Table 1 shows the frequency of SPT positivity in children with a sIgE ≥ 0.70kU/L for at least one allergen and for each individual allergen. Only 65.6% of children with detectable sIgE for at least one of the four specific allergens had a positive SPT positive for at least one of the same allergens.
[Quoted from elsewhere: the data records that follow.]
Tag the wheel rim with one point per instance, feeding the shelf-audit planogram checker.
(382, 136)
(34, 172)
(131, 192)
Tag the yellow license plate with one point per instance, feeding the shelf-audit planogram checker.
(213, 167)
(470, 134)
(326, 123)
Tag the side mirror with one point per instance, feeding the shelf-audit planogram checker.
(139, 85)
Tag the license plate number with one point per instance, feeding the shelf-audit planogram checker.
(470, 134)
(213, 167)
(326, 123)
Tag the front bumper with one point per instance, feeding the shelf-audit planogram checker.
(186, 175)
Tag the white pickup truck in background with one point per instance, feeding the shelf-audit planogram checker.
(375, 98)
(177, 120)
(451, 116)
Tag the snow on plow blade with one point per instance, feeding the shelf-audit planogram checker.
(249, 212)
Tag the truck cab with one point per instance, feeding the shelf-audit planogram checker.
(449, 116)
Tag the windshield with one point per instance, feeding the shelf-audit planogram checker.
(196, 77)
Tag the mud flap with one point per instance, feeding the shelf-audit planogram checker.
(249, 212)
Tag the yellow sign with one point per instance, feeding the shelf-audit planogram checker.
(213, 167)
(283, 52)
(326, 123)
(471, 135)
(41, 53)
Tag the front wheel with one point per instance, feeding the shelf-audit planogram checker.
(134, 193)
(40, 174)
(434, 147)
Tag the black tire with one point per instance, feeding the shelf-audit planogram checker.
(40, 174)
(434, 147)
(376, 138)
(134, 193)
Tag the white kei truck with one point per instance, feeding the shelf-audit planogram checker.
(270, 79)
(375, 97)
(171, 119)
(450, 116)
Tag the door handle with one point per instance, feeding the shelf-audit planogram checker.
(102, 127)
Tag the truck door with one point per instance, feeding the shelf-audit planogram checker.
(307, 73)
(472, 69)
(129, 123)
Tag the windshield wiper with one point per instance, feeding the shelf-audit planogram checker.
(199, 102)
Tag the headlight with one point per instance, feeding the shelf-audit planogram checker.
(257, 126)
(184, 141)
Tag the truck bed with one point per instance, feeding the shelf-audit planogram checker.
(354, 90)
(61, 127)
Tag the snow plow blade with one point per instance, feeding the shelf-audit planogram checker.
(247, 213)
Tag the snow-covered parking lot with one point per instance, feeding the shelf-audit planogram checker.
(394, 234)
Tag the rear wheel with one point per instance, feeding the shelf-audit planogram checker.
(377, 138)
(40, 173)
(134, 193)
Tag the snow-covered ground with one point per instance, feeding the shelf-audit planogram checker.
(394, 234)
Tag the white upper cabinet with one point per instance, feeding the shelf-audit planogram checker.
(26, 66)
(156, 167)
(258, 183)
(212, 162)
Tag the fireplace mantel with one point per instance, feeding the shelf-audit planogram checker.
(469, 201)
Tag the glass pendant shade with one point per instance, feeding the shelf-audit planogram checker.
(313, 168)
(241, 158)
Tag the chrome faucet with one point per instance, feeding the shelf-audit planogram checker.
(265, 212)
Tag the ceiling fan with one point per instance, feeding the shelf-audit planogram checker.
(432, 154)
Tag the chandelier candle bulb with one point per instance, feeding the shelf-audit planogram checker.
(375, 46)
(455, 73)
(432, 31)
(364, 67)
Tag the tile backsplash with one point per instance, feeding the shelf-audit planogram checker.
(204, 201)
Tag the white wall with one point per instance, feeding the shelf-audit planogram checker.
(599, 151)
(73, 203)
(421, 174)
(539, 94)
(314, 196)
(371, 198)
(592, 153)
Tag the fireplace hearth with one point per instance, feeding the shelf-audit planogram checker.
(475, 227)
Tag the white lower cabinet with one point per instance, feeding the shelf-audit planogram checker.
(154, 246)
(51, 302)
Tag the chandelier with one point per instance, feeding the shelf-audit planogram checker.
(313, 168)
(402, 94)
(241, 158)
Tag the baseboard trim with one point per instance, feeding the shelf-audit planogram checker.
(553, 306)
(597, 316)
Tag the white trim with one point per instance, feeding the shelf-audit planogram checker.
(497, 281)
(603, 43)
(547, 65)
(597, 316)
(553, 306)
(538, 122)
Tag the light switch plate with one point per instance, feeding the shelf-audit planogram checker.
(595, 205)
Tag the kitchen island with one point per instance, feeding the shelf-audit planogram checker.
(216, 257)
When individual allergens were considered, frequencies of positive SPTs varied from 74.2% (P. americana) to 33.5% (B. germanica).
Table 1. Frequencies of positive skin prick tests (SPT) in 481 children with aeroallergen-specific IgE (sIgE).
Specific IgE | N | STP ≥ 3mm | |
---|---|---|---|
positivity (≥0.70 kU/L) | N | % | |
At least one allergen | 491 | 322 | 65.6 |
B. tropicalis | 437 | 244 | 55.8 |
D. pteronyssinus | 273 | 168 | 61.5 |
B. germanica | 182 | 61 | 33.5 |
P. americana | 120 | 89 | 74.2 |
Table 2 shows crude and adjusted analyses for statistically significant associations between SPT reactivity to at least one allergen or B. tropicalis or D. pteronyssinus allergens and demographic, environmental, social variables and infection markers among children with positive sIgE. Associations for non-significant variables are provided in S1 Table (presence of cockroach, dog at home; presence of Blo t 5, Der p 1, Bla g 2, Can f 1 allergens in bed dust samples; seropositivity to Hepatitis A, Herpes zoster viruses, Toxoplama gondii and Helicobacter pylori; A. lumbricoides and T. trichiura and total serum IgE for one, two or all tested outcomes). In multivariable analyses (Table 2), we observed negative associations between SPT to at least one allergen and number of siblings, intestinal helminth infections, seropositivity to Epstein-Barr and Herpes simplex viruses, rodent infestation, household cats, and low neighborhood coverage for garbage collection. SPT to B. tropicalis was negatively associated with number of siblings and household cats. SPT to D. pteronyssinus allergens was negatively associated with low neighborhood coverage for garbage collection and with H. simplex infection. P. americana or B. germanica skin reactivity was not associated with any of the variables among children with sIgE for each of these allergens (data not shown).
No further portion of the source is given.